To evaluate the influence of dose reduction in combination with iterative reconstruction (IR) on coronary calcium scores (CCS) in a dynamic phantom on state-of-the-art CT systems from different manufacturers. Calcified inserts in an anthropomorphic chest phantom were translated at 20 mm/s corresponding to heart rates between 60 and 75 bpm. The inserts were scanned five times with routinely used CCS protocols at reference dose and 40 and 80% dose reduction on four high-end CT systems. Filtered back projection (FBP) and increasing levels of IR were applied.

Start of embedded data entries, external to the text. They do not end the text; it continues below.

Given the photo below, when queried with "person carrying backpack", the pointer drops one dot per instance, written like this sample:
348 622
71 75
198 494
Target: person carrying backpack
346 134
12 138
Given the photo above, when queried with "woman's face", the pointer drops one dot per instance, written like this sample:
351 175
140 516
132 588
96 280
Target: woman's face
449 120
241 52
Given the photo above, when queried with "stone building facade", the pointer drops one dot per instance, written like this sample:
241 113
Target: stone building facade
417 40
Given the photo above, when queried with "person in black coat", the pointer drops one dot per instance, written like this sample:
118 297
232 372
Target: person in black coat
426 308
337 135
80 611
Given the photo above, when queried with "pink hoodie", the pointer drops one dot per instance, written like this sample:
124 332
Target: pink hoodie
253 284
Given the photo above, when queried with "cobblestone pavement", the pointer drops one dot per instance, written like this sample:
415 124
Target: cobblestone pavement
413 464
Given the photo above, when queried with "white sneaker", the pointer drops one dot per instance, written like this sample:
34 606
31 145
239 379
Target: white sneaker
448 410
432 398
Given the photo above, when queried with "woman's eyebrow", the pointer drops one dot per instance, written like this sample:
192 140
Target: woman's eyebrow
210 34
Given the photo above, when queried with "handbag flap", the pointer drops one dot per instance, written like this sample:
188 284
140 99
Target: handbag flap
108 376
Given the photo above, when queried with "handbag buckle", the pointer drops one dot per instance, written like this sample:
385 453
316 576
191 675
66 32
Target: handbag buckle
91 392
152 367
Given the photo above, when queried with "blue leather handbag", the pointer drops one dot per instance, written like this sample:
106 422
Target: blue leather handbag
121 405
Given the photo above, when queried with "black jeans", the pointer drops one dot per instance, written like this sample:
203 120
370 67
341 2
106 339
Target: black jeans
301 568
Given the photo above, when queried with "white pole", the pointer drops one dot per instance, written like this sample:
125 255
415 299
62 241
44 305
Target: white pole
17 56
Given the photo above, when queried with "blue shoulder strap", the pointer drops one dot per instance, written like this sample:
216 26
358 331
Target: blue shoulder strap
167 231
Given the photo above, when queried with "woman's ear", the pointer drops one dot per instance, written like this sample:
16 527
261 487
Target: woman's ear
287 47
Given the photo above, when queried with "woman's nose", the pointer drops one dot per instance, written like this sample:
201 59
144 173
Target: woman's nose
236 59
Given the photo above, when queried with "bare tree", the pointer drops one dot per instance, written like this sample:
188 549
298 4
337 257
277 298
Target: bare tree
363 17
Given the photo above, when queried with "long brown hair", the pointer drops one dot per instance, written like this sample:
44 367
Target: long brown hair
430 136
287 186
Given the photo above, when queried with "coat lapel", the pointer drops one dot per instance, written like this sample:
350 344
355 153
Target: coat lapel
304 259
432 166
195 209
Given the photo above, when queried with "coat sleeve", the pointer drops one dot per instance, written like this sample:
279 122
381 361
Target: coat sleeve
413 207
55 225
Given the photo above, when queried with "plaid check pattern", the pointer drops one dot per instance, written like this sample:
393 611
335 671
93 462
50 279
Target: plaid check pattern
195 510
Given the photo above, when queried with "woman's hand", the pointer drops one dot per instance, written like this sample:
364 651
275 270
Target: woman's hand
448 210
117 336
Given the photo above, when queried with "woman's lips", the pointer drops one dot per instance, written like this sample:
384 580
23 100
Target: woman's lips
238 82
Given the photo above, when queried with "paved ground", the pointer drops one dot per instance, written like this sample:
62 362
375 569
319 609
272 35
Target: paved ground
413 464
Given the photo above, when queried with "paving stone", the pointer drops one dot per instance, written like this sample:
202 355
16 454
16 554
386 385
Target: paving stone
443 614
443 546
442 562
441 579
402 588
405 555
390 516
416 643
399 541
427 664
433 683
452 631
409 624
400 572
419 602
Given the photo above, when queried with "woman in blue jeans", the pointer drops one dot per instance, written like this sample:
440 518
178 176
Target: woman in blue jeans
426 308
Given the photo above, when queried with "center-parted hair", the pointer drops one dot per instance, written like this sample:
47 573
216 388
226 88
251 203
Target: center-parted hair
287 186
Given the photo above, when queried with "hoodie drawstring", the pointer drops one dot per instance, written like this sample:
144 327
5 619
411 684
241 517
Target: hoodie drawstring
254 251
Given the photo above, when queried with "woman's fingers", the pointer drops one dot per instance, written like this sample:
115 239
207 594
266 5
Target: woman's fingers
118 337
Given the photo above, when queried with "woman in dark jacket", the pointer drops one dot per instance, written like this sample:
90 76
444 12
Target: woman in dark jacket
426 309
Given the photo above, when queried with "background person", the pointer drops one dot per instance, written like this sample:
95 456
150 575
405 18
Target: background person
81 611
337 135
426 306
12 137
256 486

Noise levels were determined. CCS, quantified as Agatston and mass scores, were compared to physical mass and scores at FBP reference dose. For the reference dose in combination with FBP, noise level variation between CT systems was less than 18%. Decreasing dose almost always resulted in increased CCS, while at increased levels of IR, CCS decreased again. The influence of IR on CCS was smaller than the influence of dose reduction. At reference dose, physical mass was underestimated 3–30%. All CT systems showed similar CCS at 40% dose reduction in combinations with specific reconstructions. For some CT systems CCS was not affected at 80% dose reduction, in combination with IR. This multivendor study showed that radiation dose reductions of 40% did not influence CCS in a dynamic phantom using state-of-the-art CT systems in combination with specific reconstruction settings. Dose reduction resulted in increased noise and consequently increased CCS, whereas increased IR resulted in decreased CCS.

Highlights

  • The coronary calcium score (CCS) is known to be a strong predictor for major adverse cardiovascular events [1, 2]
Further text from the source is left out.